Conway ended the campaign with $100,000 of debt to vendors from the campaign, including $72,000 to his campaign’s general consulting firm Grunwald Communications headed by Mandy Grunwald, according to his Dec. 6, 2010 report to the Federal Election Commission.
Most of those bills came into the campaign after the election, Conway said on Thursday’s edition of Pure Politics. “There were some unexpected charges,” he said.
Weeks after the election, he sent a message to supporters asking them to contribute to pay off those bills and said he has the debt to vendors “under $50,000.”
Conway said he didn’t expect to recoup more than $600,000 of his own funds he put into his Senate campaign. In total, he put in more than $650,000 but still had more than $630,000 outstanding, according to the last report.
“I don’t think I’ll get that back,” he said.
Conway’s opponent in last spring’s Democratic primary for U.S. Senate, Lt. Gov. Daniel Mongiardo, said on Pure Politics last week he’s still working on raising money to repay money he put into his unsuccessful campaign.
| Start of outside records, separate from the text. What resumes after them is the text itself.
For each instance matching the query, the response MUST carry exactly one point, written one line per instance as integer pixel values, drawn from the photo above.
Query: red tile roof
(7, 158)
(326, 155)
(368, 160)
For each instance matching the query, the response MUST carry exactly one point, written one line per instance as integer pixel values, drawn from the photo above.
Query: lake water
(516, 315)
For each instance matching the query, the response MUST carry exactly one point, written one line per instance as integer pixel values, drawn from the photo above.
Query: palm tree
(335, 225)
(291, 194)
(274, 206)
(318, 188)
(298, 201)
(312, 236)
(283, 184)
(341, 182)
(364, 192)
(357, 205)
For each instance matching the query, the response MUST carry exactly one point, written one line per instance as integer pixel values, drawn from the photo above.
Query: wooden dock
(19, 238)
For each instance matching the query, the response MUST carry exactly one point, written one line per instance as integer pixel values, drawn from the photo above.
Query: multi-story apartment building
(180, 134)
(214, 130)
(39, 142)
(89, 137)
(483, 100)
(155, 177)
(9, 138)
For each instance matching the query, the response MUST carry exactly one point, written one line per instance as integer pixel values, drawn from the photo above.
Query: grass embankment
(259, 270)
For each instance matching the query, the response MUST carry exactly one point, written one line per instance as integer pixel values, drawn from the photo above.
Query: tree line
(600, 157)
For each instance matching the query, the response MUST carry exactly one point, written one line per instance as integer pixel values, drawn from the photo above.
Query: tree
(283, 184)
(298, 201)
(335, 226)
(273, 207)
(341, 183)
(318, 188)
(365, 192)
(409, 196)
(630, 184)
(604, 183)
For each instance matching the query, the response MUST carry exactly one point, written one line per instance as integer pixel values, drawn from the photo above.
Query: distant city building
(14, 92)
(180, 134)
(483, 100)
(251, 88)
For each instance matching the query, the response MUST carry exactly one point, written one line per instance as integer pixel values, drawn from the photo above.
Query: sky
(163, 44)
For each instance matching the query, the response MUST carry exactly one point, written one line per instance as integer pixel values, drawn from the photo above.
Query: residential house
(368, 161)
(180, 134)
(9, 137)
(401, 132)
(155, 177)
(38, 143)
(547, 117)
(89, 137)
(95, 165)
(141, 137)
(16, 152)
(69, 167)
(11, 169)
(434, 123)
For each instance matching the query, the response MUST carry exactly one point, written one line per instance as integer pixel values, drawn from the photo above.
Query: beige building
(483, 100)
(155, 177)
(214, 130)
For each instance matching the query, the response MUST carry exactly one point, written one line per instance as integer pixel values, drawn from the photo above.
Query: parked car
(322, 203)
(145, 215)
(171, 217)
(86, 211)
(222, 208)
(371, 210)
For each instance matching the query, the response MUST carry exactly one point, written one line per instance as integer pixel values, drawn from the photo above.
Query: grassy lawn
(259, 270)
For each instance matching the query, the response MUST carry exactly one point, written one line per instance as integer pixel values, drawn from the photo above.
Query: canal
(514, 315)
He also answered more questions about the infamous Aqua Buddha ad. He talked about that ad at his re-election announcement last week, explaining that he first saw it the night before it aired at a Paducah hotel while on the road campaigning.
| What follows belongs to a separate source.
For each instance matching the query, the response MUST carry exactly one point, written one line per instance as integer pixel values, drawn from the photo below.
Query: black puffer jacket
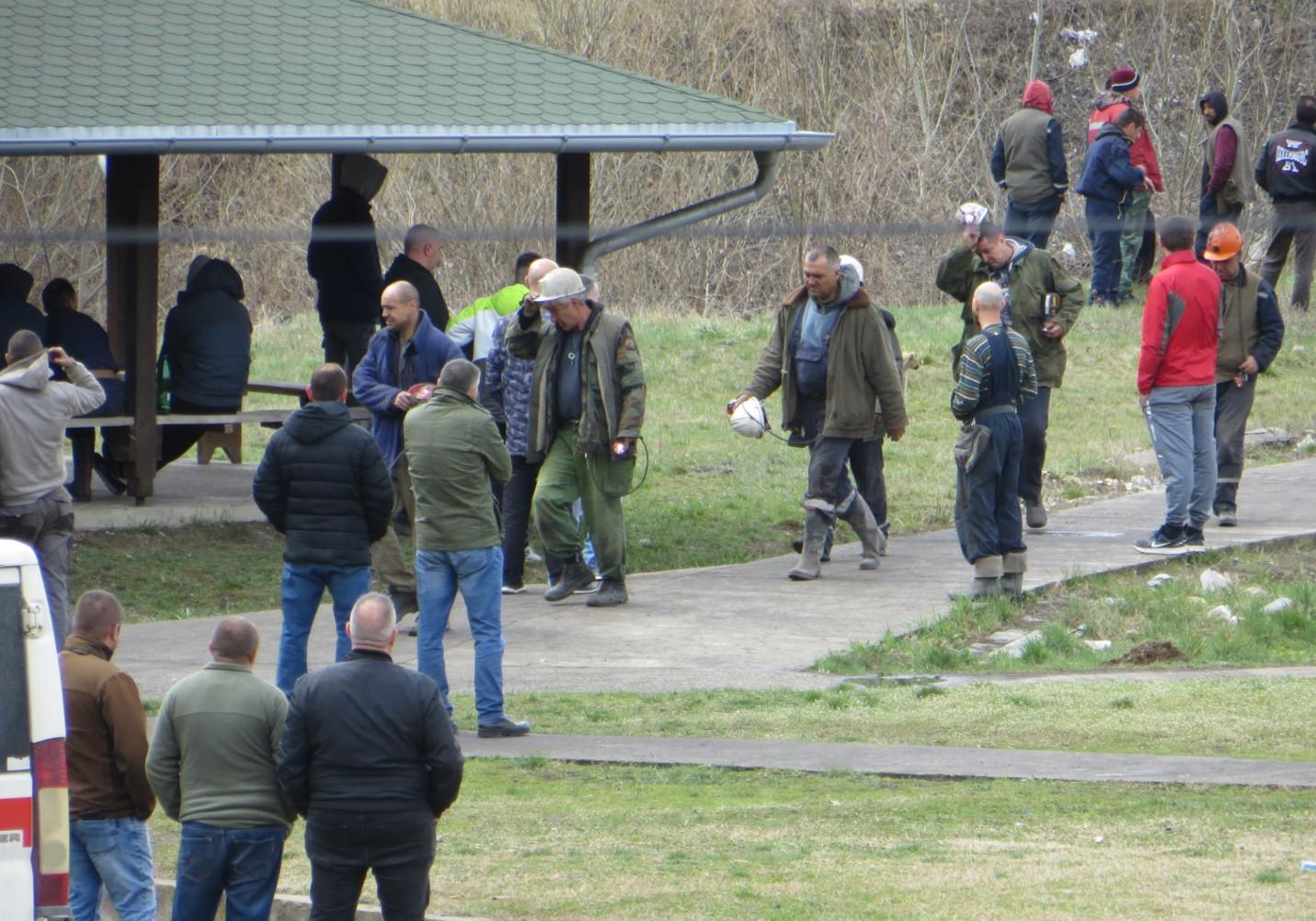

“There was an argument over the ensuing hours about, ‘OK do we go with this or not?’” he said on Pure Politics. “There were members of my team saying OK, this is our best-testing thing on Rand Paul.
“What that ad did was it allowed him to assume the role of the victim and my campaign should have never allowed him to assume that role,” Conway added.
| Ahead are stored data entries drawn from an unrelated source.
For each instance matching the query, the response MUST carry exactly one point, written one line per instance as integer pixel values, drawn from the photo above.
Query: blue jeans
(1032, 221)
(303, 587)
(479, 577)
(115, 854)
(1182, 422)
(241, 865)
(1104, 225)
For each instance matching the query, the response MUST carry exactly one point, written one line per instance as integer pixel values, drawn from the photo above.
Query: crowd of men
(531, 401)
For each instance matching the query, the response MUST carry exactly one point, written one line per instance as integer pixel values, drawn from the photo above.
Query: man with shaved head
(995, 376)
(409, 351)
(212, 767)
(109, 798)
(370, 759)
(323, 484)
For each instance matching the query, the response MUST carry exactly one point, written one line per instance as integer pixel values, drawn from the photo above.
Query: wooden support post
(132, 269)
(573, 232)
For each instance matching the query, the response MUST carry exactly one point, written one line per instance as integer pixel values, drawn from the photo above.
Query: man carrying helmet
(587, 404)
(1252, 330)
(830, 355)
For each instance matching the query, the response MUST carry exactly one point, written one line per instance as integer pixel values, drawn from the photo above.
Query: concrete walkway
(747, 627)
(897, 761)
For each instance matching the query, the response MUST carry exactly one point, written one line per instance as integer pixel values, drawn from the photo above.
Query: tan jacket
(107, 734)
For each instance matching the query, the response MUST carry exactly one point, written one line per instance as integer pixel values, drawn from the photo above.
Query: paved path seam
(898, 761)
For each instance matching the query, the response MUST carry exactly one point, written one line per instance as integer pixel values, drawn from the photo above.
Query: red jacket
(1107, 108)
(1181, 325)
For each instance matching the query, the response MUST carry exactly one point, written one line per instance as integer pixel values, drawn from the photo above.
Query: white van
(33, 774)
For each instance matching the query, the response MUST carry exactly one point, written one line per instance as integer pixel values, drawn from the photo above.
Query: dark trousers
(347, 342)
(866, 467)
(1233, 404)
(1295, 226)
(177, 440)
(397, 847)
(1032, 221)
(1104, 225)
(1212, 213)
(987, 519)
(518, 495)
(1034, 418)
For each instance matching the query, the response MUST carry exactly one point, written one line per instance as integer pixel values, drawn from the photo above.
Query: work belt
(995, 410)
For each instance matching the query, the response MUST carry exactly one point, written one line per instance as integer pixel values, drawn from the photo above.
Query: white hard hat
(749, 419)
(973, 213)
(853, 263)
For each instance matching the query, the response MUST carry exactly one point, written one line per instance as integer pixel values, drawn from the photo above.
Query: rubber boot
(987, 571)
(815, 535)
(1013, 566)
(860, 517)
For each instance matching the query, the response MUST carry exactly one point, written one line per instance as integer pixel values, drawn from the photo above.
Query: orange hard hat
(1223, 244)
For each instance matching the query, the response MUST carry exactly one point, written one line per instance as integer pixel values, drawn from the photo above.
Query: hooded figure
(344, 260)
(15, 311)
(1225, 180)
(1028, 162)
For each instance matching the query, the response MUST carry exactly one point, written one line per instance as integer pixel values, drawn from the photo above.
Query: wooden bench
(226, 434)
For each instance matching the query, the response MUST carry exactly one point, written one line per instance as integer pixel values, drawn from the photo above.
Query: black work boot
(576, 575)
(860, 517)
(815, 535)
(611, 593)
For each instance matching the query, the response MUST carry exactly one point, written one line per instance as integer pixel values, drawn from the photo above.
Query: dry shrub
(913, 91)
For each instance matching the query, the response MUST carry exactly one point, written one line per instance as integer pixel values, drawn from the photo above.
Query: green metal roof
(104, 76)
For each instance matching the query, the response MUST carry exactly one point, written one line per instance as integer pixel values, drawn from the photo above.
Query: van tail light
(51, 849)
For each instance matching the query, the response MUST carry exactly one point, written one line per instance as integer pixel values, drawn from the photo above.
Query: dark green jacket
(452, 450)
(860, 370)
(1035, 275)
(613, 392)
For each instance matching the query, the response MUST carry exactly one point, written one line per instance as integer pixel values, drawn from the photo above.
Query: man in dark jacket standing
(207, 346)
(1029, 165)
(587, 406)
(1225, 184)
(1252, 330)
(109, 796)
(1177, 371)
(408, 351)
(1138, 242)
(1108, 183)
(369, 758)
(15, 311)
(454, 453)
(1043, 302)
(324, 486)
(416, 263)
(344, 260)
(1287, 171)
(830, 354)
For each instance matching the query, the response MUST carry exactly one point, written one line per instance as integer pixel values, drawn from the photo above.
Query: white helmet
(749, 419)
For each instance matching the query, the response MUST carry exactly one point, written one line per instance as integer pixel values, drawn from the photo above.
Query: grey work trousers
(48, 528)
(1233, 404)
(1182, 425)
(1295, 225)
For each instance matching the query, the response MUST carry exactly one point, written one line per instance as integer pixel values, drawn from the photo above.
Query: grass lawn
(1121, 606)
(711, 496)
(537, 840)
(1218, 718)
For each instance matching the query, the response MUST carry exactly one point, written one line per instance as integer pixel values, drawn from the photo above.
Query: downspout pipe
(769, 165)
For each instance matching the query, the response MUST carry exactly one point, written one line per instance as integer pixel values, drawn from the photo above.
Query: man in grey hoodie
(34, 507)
The frustrating part regarding the Aqua Buddha ad, he said as the interview continued off camera, was not “having a process” to review, discuss and debate the effects of it. “I was ill-served by my team. Ultimately, it was my decision. So that’s on me,“ he said.
Conway said in his news conference Friday that he will bring in a new campaign team for his re-election run.
He said that he is close to hiring a polling firm. And he will likely hire a part-time campaign staffer this spring but wait until the summer to bring in a full-time campaign manager, Conway said.